Joan Didion: What She Means Hammer Museum, Westwood
Like Joan Didion herself, this new show paying homage to the famed Slouching Towards Bethlehem writer is the perfect blend of East and West coasts. Curated by her friend and mentee, New Yorker writer and critic Hilton Als, to reflect her interests and inspirations, the show tracks the places Didion lived and visited (Berkeley, Hawaii, Miami, El Salvador). Works such as Betye Saar’s 1966 assemblage View From the Palmist Window and Ed Ruscha’s 1966 photo series Every Building on the Sunset Strip join photos and archival materials, including a film poster for 1976’s A Star Is Born, for which Didion and husband John Gregory Dunne wrote the screenplay.
“She had a really well-developed sense of irony but also a practicality,” Als says of his friend, who died in 2021. Both he and Didion split their time between New York and L.A.; the latter is where she wrote The White Album, a collection of classic essays about California. “Her advice suited you,” adds Als. “It was never misguided in information or encouragement. She was a very practical person.” Joan Didion: What She Means runs through Feb. 19 at the Hammer Museum, 10899 Wilshire Blvd.

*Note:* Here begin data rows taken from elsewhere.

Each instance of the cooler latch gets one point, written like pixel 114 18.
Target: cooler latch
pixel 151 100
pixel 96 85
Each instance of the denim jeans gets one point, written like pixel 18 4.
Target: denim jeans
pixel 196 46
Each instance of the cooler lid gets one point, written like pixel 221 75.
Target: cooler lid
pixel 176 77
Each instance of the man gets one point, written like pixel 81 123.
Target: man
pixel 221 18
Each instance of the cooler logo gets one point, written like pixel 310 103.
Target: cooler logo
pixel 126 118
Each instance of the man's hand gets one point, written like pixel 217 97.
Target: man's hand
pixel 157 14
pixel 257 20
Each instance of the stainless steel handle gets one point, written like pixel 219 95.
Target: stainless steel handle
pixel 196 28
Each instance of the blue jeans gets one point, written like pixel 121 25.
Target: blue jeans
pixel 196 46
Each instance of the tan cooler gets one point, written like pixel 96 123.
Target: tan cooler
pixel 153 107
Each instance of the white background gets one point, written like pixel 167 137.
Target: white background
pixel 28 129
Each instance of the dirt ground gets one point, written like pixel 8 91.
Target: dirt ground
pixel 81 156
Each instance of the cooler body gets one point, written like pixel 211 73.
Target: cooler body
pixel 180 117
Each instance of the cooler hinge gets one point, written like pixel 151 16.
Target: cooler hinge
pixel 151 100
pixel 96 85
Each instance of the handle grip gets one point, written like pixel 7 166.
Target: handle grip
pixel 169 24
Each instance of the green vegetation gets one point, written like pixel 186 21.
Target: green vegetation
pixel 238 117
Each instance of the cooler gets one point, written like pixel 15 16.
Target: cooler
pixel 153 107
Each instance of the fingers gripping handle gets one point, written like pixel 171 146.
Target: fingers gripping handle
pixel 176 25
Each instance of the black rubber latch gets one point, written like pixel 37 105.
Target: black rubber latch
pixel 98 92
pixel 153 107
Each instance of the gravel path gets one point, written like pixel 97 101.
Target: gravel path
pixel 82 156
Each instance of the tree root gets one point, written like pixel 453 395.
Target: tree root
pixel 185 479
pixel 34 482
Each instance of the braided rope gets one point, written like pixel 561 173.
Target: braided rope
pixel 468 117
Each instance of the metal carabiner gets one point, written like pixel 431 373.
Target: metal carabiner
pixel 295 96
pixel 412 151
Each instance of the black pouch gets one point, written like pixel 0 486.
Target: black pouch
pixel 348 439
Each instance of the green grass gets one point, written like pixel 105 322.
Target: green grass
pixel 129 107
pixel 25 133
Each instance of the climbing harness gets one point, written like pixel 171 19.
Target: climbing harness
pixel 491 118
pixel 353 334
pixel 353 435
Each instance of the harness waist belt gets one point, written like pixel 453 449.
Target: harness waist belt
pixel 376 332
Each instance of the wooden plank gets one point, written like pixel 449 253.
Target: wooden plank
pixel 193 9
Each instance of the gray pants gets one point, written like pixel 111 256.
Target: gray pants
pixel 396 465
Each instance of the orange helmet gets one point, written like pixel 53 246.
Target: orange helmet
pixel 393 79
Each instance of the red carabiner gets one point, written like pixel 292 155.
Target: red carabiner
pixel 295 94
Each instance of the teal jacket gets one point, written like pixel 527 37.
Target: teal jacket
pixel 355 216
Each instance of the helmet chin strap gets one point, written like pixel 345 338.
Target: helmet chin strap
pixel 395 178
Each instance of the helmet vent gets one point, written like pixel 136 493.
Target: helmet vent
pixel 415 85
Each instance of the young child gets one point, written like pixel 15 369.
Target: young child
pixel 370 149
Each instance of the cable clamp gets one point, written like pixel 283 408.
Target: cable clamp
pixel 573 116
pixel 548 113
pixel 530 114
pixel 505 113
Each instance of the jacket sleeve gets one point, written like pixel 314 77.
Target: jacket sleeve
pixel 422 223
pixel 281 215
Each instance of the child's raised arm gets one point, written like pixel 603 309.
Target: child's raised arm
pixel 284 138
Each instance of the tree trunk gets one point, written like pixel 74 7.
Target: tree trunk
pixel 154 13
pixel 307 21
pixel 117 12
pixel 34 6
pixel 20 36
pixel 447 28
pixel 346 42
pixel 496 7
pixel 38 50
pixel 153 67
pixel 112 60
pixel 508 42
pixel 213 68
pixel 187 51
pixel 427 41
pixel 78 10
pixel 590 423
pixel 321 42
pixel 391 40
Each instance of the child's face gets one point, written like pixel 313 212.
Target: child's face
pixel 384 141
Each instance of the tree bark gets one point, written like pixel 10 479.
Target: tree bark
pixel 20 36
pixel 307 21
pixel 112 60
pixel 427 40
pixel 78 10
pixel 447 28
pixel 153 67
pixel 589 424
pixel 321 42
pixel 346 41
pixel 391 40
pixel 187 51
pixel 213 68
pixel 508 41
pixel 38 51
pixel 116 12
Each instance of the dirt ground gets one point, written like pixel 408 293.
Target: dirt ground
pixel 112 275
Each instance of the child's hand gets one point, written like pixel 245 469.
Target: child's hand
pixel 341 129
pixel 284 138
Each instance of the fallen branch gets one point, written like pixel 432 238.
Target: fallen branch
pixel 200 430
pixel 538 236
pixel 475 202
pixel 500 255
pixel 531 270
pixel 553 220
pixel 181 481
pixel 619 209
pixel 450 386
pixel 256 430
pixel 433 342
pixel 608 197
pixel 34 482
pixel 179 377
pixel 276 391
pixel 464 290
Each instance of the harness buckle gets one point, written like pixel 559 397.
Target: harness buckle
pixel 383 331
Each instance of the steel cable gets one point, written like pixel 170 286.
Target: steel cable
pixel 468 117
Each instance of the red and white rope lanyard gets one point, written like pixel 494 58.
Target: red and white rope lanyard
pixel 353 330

Cindy Sherman: 1977-1982 Hauser & Wirth, DTLA
The entire set of Cindy Sherman’s Untitled Film Stills presented together for the first time since MoMA’s 2012 retrospective is an art lover’s dream. Sherman was just a kid when she drove around with then-boyfriend artist Robert Longo and costumed herself according to depictions of women in popular culture. The result is a seminal series that launched her career and changed art’s relationship to the camera.
Also included in Hauser & Wirth’s show, first seen in New York, are Sherman’s Rear Screen Projections, a similar series of film stills shot in color in her home studio using projected backdrops. That studio became a mainstay of her practice, in which the photographer usually works alone with props and costumes culled from thrift shops. The results are also seen her 1981 series Centerfolds, which is exactly what it sounds like, but with Sherman fully clothed in contemplative poses. Cindy Sherman: 1977-1982 runs through Jan. 8 at Hauser & Wirth, 901 E. 3rd St.
William Kentridge: In Praise of Shadows The Broad, DTLA
This 35-year career survey, William Kentridge: In Praise of Shadows, includes over 130 works from the celebrated South African artist’s practice exploring his home country’s transition from apartheid to democracy. Multi-media artworks include charcoal drawings, animated films, prints, bronze sculptures, tapestries and theater models.
Also on view is the video short, The Refusal of Time, about colonization and European standardization of time. Anchoring the exhibit is a piece the artist refers to as the “elephant,” a giant breathing apparatus with rhythmic moving bellows. In addition to a series of films examining early cinema, Kentridge’s 11 Drawings for Projection will be on view.
The exhibition — which runs Nov. 12 through Apr. 9 (221 S. Grand Ave.) — also marks the premiere of the performance piece, Houseboy, a production of the Centre for the Less Good Idea in Johannesburg directed by Kentridge. Based on the 1956 novel by Cameroonian diplomat Ferdinand Oyono, it explores themes of history and memory as well as post-colonial identity. Catch it at REDCAT in downtown Los Angeles, Nov. 17-20.